23 May 2006

Weft, weave, warp.

I attended a Boy Scout graduation ceremony the other night. I was there for work, and while I'm intentionally coy about what I do for a living so that I don't get dooced, I will tell you that I gave a speech. I don't have any kids, and my siblings were both sisters, so I've never had any exposure to the Boy Scouts. The only thing that I knew about them was the Supreme Court cases that made the news a coupla years ago when they tossed a boy who was an atheist. And my assumption was that it was a cult of sorts. This meeting didn't change my opinion of that, really. I still think it is a cult of sorts, but that's not necessarily a bad thing. While the focus of the evening was very incredibly scarily religious, the things the Boy Scouts teach aren’t all bad. But that’s not really what I want to talk about tonight. What I got to thinking about instead of the cult as I sat there and listened was something else.

What makes a culture? What weaves together the fabric of a society? What makes us identify with one culture or another? Boys all over America take part in scouting, and have that shared experience as part of their cultural heritage. As I drove home, I called my oldest friend, and we talked about what the quintessential American childhood experience is. Is it playing baseball? Scouts? I did both, and yet, when I was a teenager, I would have rather died than admit to my citizenship. And baseball and scouting are only a small part of the picture; there’s so much else that makes a culture. Language, dress, ritual. Although I suppose if you stretched the definition of ritual, baseball and scouts could both fit comfortably in there.

Today, when W makes a speech and says things that are counter to every ideal that I hold, I cringe. The last time I was in Europe in 2003, someone asked me where I was from because my accent confused him. I took a deep breath, looked at the floor, then squared my shoulders and looked the guy in the eye and said, "I'm an American." That was really hard for me. Isn’t that terrible? I was not ashamed, but rather more fearful. The political climate wasn't good then (and isn't better now) and I expected a backlash. Didn't get it that time, but I feel that I have to be careful about expressing my beliefs, even here in the states. The other day, I told someone that I keep a blog about the abortion debate after talking to her for just a few minutes. She grimaced, and then asked, “Pro-life or pro-choice?” When I answered pro-choice, she frowned, and since it wasn’t the time or place to get into a loud verbal disagreement, I smiled, and said, “Isn’t that what makes this country great? I can have my opinion, and you can have yours, even when it is wrong.” Then I walked away. :-p

I remember being told in elementary school that America was the greatest country in the world. That’s an opinion, not a fact. Yet it was preached as the gospel. And it irritates me beyond belief how much of that bullshit I was spoon fed as a kid. Not just in school, but at church too, is it any wonder how distrustful I am of organized religion these days? But last night I was reminded again that my doubt and distrust of the establishment and of religion is a minority viewpoint.

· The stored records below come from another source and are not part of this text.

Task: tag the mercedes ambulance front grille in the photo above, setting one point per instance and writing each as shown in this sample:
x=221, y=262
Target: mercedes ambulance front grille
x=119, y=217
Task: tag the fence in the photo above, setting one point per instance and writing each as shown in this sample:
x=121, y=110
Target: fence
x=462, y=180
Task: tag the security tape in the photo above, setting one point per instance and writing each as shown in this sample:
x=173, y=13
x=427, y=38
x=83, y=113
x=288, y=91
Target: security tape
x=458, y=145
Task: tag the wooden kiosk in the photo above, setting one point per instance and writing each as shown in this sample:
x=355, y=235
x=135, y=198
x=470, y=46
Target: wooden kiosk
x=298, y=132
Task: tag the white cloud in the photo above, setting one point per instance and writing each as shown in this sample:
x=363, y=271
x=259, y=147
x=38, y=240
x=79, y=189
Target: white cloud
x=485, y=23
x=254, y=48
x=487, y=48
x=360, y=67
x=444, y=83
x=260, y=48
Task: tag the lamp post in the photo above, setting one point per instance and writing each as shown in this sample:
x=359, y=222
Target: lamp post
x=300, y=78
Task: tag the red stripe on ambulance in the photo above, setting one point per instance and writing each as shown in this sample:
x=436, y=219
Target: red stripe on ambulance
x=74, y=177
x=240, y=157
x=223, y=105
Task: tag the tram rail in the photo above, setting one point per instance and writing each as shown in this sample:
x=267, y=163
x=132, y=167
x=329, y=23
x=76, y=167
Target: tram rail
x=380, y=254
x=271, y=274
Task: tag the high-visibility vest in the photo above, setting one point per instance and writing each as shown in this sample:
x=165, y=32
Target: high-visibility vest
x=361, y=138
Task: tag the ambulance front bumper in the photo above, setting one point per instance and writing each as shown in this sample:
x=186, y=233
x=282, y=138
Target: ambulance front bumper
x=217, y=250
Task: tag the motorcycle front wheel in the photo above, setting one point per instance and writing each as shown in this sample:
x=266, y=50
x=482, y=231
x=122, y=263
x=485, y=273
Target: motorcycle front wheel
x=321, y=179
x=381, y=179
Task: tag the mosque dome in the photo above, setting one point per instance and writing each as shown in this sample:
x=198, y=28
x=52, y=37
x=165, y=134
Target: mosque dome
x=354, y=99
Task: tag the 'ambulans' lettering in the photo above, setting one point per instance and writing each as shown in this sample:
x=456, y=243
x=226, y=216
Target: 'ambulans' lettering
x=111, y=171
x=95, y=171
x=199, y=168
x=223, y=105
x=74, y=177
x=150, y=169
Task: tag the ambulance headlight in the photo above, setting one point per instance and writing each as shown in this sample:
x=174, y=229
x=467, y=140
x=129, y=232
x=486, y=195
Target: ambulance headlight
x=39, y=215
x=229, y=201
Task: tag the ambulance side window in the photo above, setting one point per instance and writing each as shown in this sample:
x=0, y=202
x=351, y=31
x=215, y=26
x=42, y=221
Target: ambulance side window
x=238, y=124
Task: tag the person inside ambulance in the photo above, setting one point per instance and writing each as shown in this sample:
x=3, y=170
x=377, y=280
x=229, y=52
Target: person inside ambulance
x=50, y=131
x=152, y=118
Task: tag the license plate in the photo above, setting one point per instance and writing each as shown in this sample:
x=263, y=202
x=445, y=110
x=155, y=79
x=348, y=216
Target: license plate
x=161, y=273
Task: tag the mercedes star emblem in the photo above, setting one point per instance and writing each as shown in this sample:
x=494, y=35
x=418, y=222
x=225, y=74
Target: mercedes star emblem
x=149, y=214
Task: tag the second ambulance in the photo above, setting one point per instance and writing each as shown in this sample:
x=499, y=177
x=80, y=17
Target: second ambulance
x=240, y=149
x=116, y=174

The people at the church where the Boy Scout meeting was held weren’t monsters, nor were they really out of the mainstream. I am. While that bothers me a little bit, it bothers me for a couple of reasons. One is that I can’t believe that the majority of folks can’t see through all of that craziness. Another is that the conditioning I got in school worked well; I don’t like being out of the mainstream so much when it makes me a target.

Important parts of American culture are the freedoms of religion, speech, assembly, and in two hundred and thirty years, that hasn’t changed. The things that have changed are too numerous to list, but I wonder what the framers of the constitution would think about the medium and the message today. The neat thing about the constitution is that it is adaptable, but the writers and signatories of the document wrote something that has only needed to be amended 27 times in 230 years. I think the starting point for any discussion about American culture needs to be there. I wonder where it might be for the rest of the world?

1 comment:

Sheryl said...

Do a Google search on "Baden-Powell religion". Boy/Girl Scouts was based on Christian religious principles from the very beginning, and isn't restricted to scouting in the US.

I actually left Girl Guides as a kid because of the religious element.